In [None]:
import gym.spaces
import numpy as np
import gym
import tensorflow as tf
from gym.wrappers import Monitor
import cv2
import random
import collections

In [None]:
if True: 
  
    !apt-get install -y xvfb python-opengl ffmpeg > /dev/null 2>&1
    !pip install pyvirtualdisplay > /dev/null 2>&1

    from pyvirtualdisplay import Display
    display = Display(visible=0, size=(1400, 900))
    display.start()

In [None]:
#Создание модели сверточной нейросети
def OurModel(input_shape, n_actions):
    model = tf.keras.Sequential([
    tf.keras.layers.Conv2D(32, 8, strides=4, input_shape = input_shape, activation='relu'),
    tf.keras.layers.Conv2D(64, 4, strides=2, activation='relu'),
    tf.keras.layers.Conv2D(64, 3, strides=1, activation='relu'),    
    tf.keras.layers.Flatten(),
    tf.keras.layers.Dense(512, activation='relu'),
    tf.keras.layers.Dense(n_actions),
    ])
    return model

Объявление классов для подготовительных операций(уменьшение размеров кадра до 84x84 и перевод в черно-белый формат для ускорения обучения.  В классе BufferWrapper прсотранство наблюдений формируется из четырех последовательных фреймов, таким образом, нейросеть будет в состоянии отследить динамику игрового процесса.)

In [None]:
class FireResetEnv(gym.Wrapper):
    def __init__(self, env=None):
        super().__init__(env)
        assert env.unwrapped.get_action_meanings()[1] == 'FIRE'
        assert len(env.unwrapped.get_action_meanings()) >= 3

    def step(self, action):
        return self.env.step(action)

    def reset(self):
        self.env.reset()
        obs, _, done, _ = self.env.step(1)
        if done:
            self.env.reset()
        obs, _, done, _ = self.env.step(2)
        if done:
            self.env.reset()
        return obs

class MaxAndSkipEnv(gym.Wrapper):
    def __init__(self, env=None, skip=4):
        super().__init__(env)
        self._obs_buffer = collections.deque(maxlen=2)
        self._skip = skip

    def step(self, action):
        total_reward = 0.0
        done = None
        for _ in range(self._skip):
            obs, reward, done, info = self.env.step(action)
            self._obs_buffer.append(obs)
            total_reward += reward
            if done:
                break
        max_frame = np.max(np.stack(self._obs_buffer), axis=0)
        return max_frame, total_reward, done, info

    def reset(self):
        self._obs_buffer.clear()
        obs = self.env.reset()
        self._obs_buffer.append(obs)
        return obs


class ProcessFrame84(gym.ObservationWrapper):
    def __init__(self, env=None):
        super(ProcessFrame84, self).__init__(env)
        self.observation_space = gym.spaces.Box(low=0, high=255, shape=(84, 84, 1), dtype=np.uint8)
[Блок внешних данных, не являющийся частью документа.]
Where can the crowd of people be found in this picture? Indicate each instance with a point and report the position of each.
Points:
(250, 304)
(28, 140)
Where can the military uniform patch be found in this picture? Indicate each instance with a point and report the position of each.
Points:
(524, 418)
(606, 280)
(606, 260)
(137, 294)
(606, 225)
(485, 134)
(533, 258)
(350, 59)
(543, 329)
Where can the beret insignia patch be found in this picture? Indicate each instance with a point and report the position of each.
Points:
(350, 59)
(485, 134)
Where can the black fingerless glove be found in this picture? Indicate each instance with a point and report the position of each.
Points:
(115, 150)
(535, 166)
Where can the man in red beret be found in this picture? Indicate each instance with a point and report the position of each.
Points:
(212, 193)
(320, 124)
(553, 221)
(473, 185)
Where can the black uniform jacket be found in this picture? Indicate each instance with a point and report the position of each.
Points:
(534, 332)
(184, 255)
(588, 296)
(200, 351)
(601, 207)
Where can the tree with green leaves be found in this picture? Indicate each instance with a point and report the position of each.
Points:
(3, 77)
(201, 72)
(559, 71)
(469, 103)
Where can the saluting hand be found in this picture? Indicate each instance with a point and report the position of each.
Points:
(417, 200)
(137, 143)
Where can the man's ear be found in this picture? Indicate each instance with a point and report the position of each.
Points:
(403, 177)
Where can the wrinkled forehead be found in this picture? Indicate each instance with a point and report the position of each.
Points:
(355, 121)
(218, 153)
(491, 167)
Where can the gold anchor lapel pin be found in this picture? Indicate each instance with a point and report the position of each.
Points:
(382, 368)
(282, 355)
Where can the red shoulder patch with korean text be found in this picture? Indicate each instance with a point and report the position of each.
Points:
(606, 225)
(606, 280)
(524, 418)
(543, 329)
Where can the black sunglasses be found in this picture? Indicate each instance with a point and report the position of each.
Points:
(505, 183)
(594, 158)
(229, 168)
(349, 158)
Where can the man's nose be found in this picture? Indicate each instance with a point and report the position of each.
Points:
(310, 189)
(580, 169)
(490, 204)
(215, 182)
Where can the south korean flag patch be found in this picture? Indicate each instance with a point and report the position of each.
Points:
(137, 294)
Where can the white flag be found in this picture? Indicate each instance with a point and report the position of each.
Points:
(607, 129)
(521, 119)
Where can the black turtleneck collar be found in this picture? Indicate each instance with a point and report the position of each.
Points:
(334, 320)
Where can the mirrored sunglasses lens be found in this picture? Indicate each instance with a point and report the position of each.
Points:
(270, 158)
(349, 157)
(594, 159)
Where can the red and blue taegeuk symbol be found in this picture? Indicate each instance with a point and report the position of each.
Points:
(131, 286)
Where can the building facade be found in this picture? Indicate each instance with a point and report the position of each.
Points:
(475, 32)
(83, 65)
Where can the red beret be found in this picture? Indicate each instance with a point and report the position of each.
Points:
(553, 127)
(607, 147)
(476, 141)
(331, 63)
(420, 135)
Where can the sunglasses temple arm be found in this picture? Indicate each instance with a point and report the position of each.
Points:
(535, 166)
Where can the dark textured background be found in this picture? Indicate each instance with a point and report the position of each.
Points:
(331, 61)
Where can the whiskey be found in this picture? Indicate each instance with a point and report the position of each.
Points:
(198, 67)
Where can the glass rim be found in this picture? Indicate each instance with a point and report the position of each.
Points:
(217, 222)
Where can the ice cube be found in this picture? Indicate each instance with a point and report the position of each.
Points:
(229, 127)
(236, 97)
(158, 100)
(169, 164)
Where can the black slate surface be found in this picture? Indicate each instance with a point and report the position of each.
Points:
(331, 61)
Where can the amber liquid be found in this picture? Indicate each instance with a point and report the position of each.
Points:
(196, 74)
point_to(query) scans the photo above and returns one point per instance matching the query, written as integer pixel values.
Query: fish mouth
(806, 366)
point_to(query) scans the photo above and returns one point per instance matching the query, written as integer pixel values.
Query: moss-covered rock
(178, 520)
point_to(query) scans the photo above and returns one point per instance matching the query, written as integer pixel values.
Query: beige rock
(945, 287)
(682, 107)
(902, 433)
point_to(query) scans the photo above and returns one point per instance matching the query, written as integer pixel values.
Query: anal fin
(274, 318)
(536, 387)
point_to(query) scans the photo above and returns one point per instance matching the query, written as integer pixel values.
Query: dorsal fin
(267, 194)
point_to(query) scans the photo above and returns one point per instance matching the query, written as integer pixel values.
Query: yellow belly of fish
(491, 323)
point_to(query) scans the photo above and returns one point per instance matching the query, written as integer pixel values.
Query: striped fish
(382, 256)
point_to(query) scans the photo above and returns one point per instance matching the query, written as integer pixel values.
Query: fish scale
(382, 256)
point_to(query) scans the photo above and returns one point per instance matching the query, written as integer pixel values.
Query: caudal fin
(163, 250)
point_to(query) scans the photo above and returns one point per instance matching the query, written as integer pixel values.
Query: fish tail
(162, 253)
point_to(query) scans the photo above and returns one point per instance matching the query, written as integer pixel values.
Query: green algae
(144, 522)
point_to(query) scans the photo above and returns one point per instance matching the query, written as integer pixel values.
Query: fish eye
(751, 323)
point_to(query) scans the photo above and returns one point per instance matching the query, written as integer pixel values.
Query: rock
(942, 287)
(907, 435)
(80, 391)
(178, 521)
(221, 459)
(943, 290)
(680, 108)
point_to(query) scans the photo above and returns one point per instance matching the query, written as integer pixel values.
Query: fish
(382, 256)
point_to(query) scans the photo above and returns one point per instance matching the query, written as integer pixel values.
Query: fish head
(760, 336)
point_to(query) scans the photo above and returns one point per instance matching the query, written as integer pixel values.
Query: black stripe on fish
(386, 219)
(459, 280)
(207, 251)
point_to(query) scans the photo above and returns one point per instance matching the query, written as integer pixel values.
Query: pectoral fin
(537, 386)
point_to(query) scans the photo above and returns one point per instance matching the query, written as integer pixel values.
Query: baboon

    def observation(self, obs):
        return ProcessFrame84.process(obs)

    @staticmethod
    def process(frame):
        if frame.size == 210 * 160 * 3:
            img = np.reshape(frame, [210, 160, 3]).astype(np.float32)
        elif frame.size == 250 * 160 * 3:
            img = np.reshape(frame, [250, 160, 3]).astype(np.float32)
        else:
            assert False, "Unknown resolution."
        img = img[:, :, 0] * 0.299 + img[:, :, 1] * 0.587 + img[:, :, 2] * 0.114
        resized_screen = cv2.resize(img, (84, 110), interpolation=cv2.INTER_AREA)
        x_t = resized_screen[18:102, :]
        x_t = np.reshape(x_t, [84, 84, 1])
        return x_t.astype(np.uint8)


class BufferWrapper(gym.ObservationWrapper):
    def __init__(self, env, n_steps, dtype=np.float32):
        super().__init__(env)
        self.dtype = dtype
        old_space = env.observation_space
        self.observation_space = gym.spaces.Box(old_space.low.repeat(n_steps, axis=-1),
                                                old_space.high.repeat(n_steps, axis=-1), dtype=dtype)

    def reset(self):
        self.buffer = np.zeros_like(self.observation_space.low, dtype=self.dtype)
        return self.observation(self.env.reset())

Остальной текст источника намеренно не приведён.